UPDATE: The Straits Times responded! Here it is: ST’s justification of its liberal editing of Forum opinions.
I’ve always had a soft spot for The Straits Times. They have a wonderful habit of manipulating statistics and distorting people’s opinions. But I thought they were still pretty alright. They’ve outdone themselves this time, though. Behold:
Letter sent by by my good friend Samuel C. Wee to ST on the 8th of March, quoting statistics from their Page One infographic: (Read this closely!)
I read with keen interest the news that social mobility in Singapore’s education system is still alive and well (“School system still ‘best way to move up’”; Monday).
It is indeed heartwarming to learn that only 90% of children from one-to-three-room flats do not make it to university.
I firmly agree with our Education Minister Dr Ng Eng Hen, who declared that “education remains the great social leveller in Singaporean society”. His statement is backed up with the statistic that 50% of children from the bottom third of the socio-economic ladder score in the bottom third of the Primary School Leaving Examination.
In recent years, there has been much debate about elitism and the impact that a family’s financial background has on a child’s educational prospects. Therefore, it was greatly reassuring to read about Dr Ng’s great faith in our “unique, meritocratic Singapore system”, which ensures that good, able students from the middle-and-high income groups are not circumscribed or restricted in any way in the name of helping financially disadvantaged students.
I would like to commend Ms Rachel Chang on her outstanding article. On behalf of the financially disadvantaged students of Singapore, I thank the fine journalists of the Straits Times for their tireless work in bringing to Singaporeans accurate and objective reporting.

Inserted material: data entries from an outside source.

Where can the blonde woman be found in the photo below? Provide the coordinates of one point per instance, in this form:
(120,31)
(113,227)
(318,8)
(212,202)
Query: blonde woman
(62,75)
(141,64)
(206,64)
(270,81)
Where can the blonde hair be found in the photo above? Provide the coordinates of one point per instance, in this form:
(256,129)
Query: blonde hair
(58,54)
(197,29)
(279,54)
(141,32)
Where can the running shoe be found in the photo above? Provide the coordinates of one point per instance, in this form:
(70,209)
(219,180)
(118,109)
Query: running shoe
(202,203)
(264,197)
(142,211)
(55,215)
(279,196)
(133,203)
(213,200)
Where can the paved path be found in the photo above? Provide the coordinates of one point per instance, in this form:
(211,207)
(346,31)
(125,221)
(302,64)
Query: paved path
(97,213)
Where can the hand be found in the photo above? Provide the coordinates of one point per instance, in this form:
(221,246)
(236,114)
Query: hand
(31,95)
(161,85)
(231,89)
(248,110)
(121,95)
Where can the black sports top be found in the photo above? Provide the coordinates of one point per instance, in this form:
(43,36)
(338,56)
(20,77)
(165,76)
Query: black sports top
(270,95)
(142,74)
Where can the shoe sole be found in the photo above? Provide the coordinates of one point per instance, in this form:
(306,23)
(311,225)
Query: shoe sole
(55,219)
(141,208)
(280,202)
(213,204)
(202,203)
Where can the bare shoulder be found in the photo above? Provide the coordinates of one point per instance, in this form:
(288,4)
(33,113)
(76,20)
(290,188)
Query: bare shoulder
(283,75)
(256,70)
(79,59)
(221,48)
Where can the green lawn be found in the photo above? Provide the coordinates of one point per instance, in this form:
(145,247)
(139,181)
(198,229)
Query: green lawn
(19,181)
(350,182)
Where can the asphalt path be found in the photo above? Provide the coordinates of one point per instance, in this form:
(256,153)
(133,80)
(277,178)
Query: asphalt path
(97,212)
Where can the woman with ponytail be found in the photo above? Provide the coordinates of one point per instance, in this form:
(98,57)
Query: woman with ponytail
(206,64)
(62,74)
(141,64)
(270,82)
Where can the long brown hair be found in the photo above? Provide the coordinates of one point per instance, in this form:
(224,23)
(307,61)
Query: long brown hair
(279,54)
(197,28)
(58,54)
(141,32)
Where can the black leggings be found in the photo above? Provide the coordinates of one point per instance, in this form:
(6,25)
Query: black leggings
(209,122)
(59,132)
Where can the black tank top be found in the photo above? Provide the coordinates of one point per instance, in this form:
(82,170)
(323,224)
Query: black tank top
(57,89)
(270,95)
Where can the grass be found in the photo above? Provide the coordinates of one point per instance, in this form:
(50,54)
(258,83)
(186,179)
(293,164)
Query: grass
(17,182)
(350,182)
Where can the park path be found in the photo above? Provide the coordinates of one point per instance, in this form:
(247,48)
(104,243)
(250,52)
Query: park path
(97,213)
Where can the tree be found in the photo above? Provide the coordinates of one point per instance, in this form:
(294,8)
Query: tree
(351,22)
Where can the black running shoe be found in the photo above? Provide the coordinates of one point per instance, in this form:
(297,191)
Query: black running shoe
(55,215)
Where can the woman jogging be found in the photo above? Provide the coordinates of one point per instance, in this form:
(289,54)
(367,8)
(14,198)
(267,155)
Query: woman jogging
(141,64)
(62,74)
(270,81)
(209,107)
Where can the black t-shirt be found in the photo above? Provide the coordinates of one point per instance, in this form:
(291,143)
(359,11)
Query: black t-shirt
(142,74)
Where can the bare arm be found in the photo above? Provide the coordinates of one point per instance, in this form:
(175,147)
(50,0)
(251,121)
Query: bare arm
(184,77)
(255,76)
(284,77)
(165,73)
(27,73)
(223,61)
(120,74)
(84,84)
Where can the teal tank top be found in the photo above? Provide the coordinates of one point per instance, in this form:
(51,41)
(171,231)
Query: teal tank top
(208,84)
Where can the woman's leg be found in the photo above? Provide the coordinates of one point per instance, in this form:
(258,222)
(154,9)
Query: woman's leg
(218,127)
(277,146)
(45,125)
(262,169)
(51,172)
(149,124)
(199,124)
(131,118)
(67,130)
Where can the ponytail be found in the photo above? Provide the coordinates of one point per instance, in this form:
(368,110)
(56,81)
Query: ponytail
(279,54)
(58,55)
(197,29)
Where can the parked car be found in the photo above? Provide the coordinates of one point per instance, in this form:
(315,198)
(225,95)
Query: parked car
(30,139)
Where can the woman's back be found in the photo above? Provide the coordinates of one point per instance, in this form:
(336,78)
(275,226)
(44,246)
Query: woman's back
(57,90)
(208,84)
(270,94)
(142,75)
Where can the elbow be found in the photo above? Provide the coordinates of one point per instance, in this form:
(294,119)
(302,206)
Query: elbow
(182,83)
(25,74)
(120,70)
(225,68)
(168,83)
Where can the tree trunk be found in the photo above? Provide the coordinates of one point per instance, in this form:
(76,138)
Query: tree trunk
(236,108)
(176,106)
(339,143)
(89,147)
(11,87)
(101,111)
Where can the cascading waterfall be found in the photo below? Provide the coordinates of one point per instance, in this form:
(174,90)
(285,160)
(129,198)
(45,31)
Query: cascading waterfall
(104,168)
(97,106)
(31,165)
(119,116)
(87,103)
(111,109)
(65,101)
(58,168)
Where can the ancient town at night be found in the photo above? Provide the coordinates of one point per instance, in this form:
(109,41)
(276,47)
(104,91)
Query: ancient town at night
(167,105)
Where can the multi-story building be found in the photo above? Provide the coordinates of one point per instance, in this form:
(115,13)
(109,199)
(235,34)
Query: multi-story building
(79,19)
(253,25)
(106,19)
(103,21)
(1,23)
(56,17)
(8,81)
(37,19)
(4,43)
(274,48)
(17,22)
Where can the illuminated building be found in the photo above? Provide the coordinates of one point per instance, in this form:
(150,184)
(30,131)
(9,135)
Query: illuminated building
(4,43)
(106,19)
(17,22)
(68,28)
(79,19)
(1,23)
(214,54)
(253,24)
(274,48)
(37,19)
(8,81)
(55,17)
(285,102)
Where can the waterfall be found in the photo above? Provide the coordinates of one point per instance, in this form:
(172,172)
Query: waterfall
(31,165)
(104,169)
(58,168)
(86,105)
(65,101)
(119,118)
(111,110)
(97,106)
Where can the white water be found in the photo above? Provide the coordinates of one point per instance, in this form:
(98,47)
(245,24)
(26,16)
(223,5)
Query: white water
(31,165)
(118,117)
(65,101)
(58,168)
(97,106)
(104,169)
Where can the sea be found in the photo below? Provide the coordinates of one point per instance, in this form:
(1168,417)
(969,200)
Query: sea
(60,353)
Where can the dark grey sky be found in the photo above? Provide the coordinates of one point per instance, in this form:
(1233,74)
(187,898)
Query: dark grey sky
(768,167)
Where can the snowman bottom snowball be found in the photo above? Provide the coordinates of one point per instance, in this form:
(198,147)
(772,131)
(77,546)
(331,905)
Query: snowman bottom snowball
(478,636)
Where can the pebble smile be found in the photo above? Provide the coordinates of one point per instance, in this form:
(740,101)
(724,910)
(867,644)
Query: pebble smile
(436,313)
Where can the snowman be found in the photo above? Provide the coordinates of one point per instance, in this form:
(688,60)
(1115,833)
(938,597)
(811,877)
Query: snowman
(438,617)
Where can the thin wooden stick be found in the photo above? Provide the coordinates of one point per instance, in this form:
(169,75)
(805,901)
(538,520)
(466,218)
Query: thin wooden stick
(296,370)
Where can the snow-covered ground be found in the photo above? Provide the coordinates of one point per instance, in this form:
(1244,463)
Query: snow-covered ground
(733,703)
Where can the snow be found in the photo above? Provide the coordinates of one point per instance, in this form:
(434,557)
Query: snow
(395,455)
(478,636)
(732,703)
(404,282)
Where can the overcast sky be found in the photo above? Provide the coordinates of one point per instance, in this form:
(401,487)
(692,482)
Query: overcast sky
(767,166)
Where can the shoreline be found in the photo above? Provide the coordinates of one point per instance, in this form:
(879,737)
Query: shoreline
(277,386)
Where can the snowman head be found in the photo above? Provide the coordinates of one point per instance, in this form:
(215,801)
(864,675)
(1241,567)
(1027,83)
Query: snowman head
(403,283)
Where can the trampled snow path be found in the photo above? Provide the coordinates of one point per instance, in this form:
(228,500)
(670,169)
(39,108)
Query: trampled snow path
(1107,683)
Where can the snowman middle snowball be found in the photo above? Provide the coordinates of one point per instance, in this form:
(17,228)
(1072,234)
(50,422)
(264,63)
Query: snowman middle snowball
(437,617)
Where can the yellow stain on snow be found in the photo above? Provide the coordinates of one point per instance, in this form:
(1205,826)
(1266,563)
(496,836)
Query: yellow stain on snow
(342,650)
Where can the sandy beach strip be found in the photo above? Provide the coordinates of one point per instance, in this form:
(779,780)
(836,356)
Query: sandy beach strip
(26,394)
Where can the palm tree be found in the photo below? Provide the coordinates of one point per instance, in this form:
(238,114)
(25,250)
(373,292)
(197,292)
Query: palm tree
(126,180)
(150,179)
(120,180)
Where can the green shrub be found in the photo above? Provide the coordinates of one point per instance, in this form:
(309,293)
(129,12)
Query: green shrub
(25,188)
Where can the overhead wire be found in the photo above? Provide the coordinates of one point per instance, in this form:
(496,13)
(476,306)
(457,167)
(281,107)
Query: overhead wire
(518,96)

What was actually published last Friday, March 18th 2011
A reassuring experience of meritocratic system
I READ with keen interest the news that social mobility in Singapore’s education system is still alive and well (‘School system still ‘best way to move up”; March 8).
It is indeed heartwarming to learn that almost 50 per cent of children from one- to three-room flats make it to university and polytechnics.
I firmly agree with Education Minister Ng Eng Hen, who said that education remains the great social leveller in Singapore society.
His statement is backed by the statistic that about 50 per cent of children from the bottom third of the socio-economic bracket score within the top two-thirds of their Primary School Leaving Examination cohort.
There has been much debate about elitism and the impact that a family’s financial background has on a child’s educational prospects. Therefore, it was reassuring to read about Dr Ng’s own experience of the ‘unique, meritocratic Singapore system’: he grew up in a three-room flat with five other siblings, and his medical studies at the National University of Singapore were heavily subsidised; later, he trained as a cancer surgeon in the United States using a government scholarship.
The system also ensures that good, able students from the middle- and high-income groups are not circumscribed or restricted in any way in the name of helping financially disadvantaged students.
“Does this count has having been published in the Straits Times? I’m not quite sure what to think. After all, I can’t really take credit for this! To give me the byline would be an outrageous flattery and a gross injustice to the forum editors of ST, who took the liberty of taking my observations about the statistics and subtly replacing them with more politically correct (but significantly and essentially different) statistics.
Of course, ST reserves the right to edit my letter for clarity and length. When said statistics in question were directly taken from their original article, though, one has to wonder if there hasn’t been a breakdown in communication over there. I’m dreadfully sorry, forum editors, I should have double-checked my original source (your journalist Ms Rachel Chang) before sending my letter.
Then there are instances of editing work that just makes you want to give a standing ovation: take a look at how my pride in our meritocratic system in my originally letter has been transfigured into awe at Dr Ng’s background, for example! Dear friends, when an editor takes the time and effort to not just paraphrase but completely and utterly transform your piece in both intent and meaning, then what can we say but bravo.
There are surely no lazy slackers over at the Straits Times; instead we have evidently men and women who dedicate time and effort to correct their misguided readers, and protect them from the shame of having their real opinions published.
It makes me angry to think of how these fine journalists, servants of the public good, are routinely abused by ignorant Netizens for coming in 136th in the worldwide press freedom rankings! Yet they take the criticism, the vitriol and venom constantly directed towards them without once complaining. Oh, the nobility.
That straw that broke the proverbial camel’s back for me? Notice how in my original letter I dedicated a whole paragraph to saluting these gentlemen and ladies… And yet, not a trace of praise and commendation found in the published letter! The modesty, the humility to censor from the public eye praise for your own work, knowing that the true journalist works not for recognition but for the inherent reward of serving the public… My friends, it brings a tear to my eye.”